For each of the following cases, state whether EF || QR :
(i) PE = 3.9 cm, EQ = 3 cm, PF = 3.6 cm and FR = 2.4 cm
(ii) PE = 4 cm, QE = 4.5 cm, PF = 8 cm and RF = 9 cm
(iii) PQ = 1.28 cm, PR = 2.56 cm, PE = 0.18 cm and PF = 0.36 cm
Given, in ΔPQR, E and F are two points on side PQ and PR, respectively.
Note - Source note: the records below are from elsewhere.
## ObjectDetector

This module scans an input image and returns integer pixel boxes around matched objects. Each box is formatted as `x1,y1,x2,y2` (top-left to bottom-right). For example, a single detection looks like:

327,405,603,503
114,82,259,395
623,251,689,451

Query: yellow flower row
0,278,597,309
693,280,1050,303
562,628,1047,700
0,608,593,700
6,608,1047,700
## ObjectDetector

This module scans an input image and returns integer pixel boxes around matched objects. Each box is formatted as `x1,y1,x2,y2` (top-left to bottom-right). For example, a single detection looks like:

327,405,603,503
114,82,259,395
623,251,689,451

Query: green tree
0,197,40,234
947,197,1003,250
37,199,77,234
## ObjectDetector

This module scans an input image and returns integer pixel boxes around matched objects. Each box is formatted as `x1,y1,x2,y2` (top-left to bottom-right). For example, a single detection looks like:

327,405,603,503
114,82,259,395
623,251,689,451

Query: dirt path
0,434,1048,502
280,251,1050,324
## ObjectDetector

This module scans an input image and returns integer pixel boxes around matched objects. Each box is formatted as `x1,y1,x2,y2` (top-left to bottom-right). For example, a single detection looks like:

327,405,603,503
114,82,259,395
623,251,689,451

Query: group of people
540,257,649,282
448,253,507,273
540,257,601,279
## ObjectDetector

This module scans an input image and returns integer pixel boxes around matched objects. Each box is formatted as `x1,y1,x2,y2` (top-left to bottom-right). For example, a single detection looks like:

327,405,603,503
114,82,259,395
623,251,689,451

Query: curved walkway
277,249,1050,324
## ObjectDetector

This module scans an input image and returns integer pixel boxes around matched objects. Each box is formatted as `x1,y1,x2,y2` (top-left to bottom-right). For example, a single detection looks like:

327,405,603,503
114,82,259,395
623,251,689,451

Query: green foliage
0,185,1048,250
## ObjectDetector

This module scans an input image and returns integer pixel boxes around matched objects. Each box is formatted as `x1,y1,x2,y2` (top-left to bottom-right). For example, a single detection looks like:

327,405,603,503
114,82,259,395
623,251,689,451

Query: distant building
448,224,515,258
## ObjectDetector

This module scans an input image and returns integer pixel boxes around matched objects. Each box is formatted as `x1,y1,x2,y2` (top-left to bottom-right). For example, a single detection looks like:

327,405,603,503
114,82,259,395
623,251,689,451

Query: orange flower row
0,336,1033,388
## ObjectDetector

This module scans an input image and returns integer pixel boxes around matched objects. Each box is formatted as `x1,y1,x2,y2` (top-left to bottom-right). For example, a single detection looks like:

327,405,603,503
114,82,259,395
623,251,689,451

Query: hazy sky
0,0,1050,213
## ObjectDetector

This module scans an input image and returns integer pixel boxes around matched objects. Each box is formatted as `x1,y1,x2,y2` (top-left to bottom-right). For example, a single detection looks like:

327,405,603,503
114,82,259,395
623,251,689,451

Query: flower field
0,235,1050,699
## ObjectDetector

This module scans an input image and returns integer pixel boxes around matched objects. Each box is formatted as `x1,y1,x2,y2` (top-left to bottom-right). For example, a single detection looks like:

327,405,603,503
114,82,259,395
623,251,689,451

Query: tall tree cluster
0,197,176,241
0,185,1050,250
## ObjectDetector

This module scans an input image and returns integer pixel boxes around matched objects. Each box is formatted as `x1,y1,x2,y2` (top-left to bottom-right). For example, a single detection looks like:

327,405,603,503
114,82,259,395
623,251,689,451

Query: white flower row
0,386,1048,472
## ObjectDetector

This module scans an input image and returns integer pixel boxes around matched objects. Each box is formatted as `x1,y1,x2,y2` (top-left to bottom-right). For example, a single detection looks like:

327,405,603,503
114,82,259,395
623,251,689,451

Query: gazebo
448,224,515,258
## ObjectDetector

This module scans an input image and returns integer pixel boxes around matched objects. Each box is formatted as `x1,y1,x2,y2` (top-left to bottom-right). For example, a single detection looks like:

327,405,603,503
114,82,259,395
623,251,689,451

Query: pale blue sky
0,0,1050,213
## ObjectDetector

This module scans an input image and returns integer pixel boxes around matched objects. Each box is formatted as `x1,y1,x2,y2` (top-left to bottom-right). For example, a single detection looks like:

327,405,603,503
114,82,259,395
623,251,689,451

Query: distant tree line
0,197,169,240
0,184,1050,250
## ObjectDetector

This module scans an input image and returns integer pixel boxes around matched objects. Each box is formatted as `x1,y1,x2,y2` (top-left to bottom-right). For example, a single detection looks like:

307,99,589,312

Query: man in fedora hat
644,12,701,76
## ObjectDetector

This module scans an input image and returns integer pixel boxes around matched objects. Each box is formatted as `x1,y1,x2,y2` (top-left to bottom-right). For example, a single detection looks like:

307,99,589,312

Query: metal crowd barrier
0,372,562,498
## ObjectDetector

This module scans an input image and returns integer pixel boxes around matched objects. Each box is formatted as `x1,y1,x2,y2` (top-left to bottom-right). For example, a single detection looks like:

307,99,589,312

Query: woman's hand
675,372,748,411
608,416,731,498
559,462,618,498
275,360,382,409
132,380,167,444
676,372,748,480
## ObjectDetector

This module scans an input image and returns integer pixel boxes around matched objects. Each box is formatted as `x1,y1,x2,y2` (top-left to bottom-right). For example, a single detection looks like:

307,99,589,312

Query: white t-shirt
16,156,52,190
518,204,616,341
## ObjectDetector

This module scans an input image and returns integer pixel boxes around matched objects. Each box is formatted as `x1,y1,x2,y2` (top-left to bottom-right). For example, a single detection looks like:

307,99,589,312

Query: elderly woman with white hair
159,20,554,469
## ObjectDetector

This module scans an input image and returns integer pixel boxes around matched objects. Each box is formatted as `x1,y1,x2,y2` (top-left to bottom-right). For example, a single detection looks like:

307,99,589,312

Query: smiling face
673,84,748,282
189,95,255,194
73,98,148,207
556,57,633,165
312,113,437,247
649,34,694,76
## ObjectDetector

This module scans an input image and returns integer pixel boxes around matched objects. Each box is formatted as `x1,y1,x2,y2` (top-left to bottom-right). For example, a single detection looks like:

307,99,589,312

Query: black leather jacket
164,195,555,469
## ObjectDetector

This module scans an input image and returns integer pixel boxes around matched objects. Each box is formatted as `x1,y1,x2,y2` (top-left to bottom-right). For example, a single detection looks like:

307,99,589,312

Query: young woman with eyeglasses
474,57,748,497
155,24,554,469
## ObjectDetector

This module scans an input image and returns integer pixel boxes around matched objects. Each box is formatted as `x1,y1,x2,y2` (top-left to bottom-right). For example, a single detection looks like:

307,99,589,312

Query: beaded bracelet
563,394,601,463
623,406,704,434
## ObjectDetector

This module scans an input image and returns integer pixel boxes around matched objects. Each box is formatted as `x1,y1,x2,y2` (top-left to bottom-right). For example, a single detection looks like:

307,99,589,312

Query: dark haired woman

See the figure below
(i) PE = 3.9 cm, EQ = 3 cm, PF = 3.6 cm and FR = 2.4 cm
by using Basic proportionality theorem
find $\dfrac{PE}{EQ}$ and $\dfrac{PF}{FR}$
$\dfrac{PE}{EQ} = \dfrac{3.9}{3} = \dfrac{39}{30} = \dfrac{13}{10} = 1.3$
$\dfrac{PF}{FR} = \dfrac{3.6}{2.4} = \dfrac{36}{24} = \dfrac{3}{2} = 1.5$
$\dfrac{PE}{EQ} \neq \dfrac{PF}{FR}$ , EF not Parallel QR
(ii) PE = 4 cm, QE = 4.5 cm, PF = 8 cm and RF = 9 cm
by using Basic proportionality theorem
find $ \dfrac{PE}{EQ}$ and $\dfrac{PF}{FR}$
$\dfrac{PE}{QE} = \dfrac{4}{4.5} = \dfrac{40}{45} = \dfrac{8}{9}$
$\dfrac{ PF}{RF} = \dfrac{8}{9}$
$\dfrac{PE}{QE} = \dfrac{PF}{RF}$ , EF is Parallel to QR.(iii) PQ = 1.28 cm, PR = 2.56 cm, PE = 0.18 cm and PF = 0.36 cm
by using Basic proportionality theorem
find $ \dfrac{PE}{EQ}$ and $\dfrac{PF}{FR}$
EQ = PQ – PE = 1.28 – 0.18 = 1.10 cm
FR = PR – PF = 2.56 – 0.36 = 2.20 cm
So, $\dfrac{PE}{EQ} = \dfrac{0.18}{1.10} = \dfrac{18}{110} = \dfrac{9}{55}$…………. (i)
$\dfrac{PE}{FR} = \dfrac{0.36}{2.20} = \dfrac{36}{220} = \dfrac{9}{55}$………… (ii)
$\dfrac{PE}{EQ} = \dfrac{PF}{FR},$ EF is parallel to QR.